Hyderabad State, also known as Hyderabad Deccan, was an Indian princely state located in the south-central region of India with its capital at the city of Hyderabad. It is now divided into the state of Telangana, the Hyderabad-Karnataka region of Karnataka, and the Marathwada region of Maharashtra.
The state was ruled from 1724 to 1857 by the Nizam, who was initially a viceroy of the Mughal empire in the Deccan. Hyderabad gradually became the first princely state to come under British paramountcy signing a subsidiary alliance agreement. During British rule in 1901 the state had an average revenue of Rs.417,00,000, making it the wealthiest princely state in India. The native inhabitants of Hyderabad Deccan, regardless of ethnic origin, are called “Mulki” (countryman), a term still used today.

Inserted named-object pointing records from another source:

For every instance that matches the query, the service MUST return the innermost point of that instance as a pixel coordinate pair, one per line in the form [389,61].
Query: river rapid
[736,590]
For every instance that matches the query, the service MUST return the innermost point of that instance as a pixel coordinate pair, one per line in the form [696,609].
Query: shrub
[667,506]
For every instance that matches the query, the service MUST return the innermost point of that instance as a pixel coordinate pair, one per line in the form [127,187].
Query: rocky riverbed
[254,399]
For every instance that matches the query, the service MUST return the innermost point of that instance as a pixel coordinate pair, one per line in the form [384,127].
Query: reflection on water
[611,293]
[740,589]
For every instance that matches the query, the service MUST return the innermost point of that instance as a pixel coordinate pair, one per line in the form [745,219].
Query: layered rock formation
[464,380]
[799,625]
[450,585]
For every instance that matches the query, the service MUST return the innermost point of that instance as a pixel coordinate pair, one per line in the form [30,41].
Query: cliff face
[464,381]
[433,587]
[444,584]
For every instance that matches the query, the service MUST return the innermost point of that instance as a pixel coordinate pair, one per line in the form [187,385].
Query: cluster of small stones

The dynasty declared itself an independent monarchy during the final years of the British Raj. After the Partition of India, Hyderabad signed a standstill agreement with the new dominion of India, continuing all previous arrangements except for the stationing of Indian troops in the state. Hyderabad’s location in the middle of the Indian union, as well as its diverse cultural heritage, was a driving force behind India’s annexation of the state in 1948. Subsequently, Mir Osman Ali Khan, the 7th Nizam, signed an instrument of accession, joining India.
The first stamps of the state were issued in 1849 and 1870 during the reign of Nawab Mir Mahbub Ali Khan Asaf Jah VI who ruled between 1869 and 1911.